Interesting that you view me simply telling you to pick up grappling experience if you're serious about entering MMA as some sort of attack on your style.
The difference between you and I is that I have an instructor grade in a striking art, which just happens to be the parent art of the style you currently take. Last I checked, you don't have an instructor grade in any grappling art, and it would appear that you have zero experience in any dedicated grappling art. So unless you're like me, you probably should take a step back and actually listen to what I'm trying to tell you.
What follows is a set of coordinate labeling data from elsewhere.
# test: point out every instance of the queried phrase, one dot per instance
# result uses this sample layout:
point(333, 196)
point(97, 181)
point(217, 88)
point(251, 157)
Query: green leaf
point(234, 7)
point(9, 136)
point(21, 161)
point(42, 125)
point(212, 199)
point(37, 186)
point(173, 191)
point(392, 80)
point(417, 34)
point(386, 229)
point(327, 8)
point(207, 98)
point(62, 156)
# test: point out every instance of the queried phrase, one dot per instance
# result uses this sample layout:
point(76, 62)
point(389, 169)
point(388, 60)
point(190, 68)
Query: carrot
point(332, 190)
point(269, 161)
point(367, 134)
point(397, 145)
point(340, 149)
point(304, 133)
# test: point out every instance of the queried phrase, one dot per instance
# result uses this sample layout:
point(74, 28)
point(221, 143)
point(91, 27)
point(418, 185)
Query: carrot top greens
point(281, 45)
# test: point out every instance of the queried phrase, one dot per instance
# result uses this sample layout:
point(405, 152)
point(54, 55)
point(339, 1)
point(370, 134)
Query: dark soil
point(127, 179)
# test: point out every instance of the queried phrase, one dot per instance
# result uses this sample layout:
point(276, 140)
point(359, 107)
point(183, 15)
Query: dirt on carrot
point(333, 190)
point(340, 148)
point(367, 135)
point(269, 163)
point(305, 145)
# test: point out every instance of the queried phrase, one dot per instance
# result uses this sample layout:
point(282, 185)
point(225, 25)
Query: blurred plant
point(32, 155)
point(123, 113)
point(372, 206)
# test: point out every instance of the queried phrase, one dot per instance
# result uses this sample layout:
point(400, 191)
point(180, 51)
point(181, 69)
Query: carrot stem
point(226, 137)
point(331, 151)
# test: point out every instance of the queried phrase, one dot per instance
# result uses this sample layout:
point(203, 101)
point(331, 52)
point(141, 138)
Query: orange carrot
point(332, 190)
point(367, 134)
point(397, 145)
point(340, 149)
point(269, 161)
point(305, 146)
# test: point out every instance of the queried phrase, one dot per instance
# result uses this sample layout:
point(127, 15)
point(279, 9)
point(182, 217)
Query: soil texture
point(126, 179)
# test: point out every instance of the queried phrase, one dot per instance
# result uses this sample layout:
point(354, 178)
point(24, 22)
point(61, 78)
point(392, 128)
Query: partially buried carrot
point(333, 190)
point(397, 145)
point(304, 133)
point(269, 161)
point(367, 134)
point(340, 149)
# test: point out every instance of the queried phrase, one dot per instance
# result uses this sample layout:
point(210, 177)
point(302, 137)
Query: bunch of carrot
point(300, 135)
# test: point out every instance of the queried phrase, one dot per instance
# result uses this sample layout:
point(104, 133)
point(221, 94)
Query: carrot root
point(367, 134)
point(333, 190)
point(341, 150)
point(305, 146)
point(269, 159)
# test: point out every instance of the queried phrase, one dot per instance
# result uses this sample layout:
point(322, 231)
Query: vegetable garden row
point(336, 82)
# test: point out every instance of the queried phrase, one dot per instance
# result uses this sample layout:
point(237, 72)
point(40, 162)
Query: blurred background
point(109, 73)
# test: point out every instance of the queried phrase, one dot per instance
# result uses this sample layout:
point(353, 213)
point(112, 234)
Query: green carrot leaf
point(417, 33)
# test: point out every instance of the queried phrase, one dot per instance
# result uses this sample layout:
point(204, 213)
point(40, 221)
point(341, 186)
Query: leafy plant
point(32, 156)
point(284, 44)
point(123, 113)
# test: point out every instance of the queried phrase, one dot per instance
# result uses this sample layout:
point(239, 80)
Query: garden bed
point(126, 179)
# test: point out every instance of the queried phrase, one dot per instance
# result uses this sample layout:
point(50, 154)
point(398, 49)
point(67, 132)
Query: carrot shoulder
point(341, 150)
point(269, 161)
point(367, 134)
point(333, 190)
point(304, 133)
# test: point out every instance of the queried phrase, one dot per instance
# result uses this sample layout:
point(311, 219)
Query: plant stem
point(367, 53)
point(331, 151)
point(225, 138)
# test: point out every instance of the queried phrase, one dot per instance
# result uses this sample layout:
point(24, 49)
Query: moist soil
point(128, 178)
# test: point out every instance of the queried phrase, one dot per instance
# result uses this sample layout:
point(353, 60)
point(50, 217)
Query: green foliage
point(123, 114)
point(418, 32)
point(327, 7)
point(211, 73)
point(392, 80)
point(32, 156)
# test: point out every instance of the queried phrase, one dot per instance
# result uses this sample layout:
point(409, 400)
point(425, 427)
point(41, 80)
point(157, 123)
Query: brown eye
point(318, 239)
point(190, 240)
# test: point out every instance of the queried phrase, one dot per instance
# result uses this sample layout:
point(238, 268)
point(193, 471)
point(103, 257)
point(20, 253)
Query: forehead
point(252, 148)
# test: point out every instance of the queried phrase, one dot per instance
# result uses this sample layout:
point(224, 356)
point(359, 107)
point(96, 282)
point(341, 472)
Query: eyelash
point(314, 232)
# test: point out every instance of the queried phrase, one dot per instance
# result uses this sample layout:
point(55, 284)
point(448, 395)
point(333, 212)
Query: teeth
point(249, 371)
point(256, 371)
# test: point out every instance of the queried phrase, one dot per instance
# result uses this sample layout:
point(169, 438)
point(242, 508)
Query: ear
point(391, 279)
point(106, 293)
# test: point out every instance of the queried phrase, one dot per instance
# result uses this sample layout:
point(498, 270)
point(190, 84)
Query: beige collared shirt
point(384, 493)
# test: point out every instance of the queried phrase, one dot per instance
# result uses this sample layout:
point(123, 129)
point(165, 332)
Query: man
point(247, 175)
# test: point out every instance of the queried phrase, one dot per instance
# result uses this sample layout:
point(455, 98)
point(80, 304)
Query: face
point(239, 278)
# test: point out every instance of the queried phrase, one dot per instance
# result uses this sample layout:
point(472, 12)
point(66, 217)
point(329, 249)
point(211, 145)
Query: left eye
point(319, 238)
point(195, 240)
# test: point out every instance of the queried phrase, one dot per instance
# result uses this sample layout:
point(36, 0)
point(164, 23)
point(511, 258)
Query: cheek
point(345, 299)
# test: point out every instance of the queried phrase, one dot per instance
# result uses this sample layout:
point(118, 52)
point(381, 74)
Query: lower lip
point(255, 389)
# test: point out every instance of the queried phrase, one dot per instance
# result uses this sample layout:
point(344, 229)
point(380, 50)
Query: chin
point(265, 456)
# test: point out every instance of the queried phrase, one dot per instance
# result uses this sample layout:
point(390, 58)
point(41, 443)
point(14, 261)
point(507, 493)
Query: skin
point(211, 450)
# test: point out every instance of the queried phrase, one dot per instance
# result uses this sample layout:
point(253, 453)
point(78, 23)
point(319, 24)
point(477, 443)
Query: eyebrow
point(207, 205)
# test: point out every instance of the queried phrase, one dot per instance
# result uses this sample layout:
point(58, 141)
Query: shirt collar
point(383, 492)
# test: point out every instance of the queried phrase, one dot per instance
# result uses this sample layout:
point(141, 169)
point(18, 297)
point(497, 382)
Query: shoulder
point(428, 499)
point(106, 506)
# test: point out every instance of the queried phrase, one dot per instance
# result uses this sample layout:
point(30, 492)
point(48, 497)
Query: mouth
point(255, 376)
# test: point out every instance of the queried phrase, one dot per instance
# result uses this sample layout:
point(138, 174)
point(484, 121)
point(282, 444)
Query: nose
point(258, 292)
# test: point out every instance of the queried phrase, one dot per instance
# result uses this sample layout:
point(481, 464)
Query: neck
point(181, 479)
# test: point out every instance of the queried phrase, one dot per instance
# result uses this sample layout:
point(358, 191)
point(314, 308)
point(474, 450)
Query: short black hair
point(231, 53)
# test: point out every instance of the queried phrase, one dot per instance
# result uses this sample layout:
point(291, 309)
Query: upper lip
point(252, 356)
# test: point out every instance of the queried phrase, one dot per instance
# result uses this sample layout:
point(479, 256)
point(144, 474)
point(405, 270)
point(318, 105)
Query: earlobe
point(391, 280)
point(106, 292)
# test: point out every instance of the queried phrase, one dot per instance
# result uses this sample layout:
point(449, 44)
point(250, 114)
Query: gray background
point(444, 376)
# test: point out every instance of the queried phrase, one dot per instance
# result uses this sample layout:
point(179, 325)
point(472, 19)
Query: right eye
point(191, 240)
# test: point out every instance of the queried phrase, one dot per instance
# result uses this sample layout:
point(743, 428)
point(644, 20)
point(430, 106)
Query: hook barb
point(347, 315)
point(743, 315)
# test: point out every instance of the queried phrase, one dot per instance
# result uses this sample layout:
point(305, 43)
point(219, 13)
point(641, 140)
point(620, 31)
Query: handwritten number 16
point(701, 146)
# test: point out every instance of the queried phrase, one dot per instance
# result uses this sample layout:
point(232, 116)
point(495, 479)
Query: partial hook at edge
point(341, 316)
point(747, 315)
I know where your deluded concepts come from, because I used to have similar delusions. I, like you believed that I could simply move around a grappler and do a few choice shots and knock the grappler out. I, like you, used to believe that I could kick someone in a particular spot at any given time and knock them out. I, like you used to believe that hitting pads really hard was just like hitting a moving target made of flesh and bone really hard. I, like you used to believe that Kata was more than what it actually was. Fortunately, it only took going a few rounds with an amateur boxer, and a few Judo classes to realize that I had been fed a spoonful of crap, and that I had to pretty much start from square one. I thought over time this mass delusion among Karate and TKD practicioners would dissipate as reality set in, but I guess I was expecting too much.
You're (probably facetiously) talking about actually fighting in a MMA bout without any grappling experience. I wish you the best of luck, because if you enter that octagon without any grappling experience, you have a good chance of ending up on your back with fists hitting you in the face.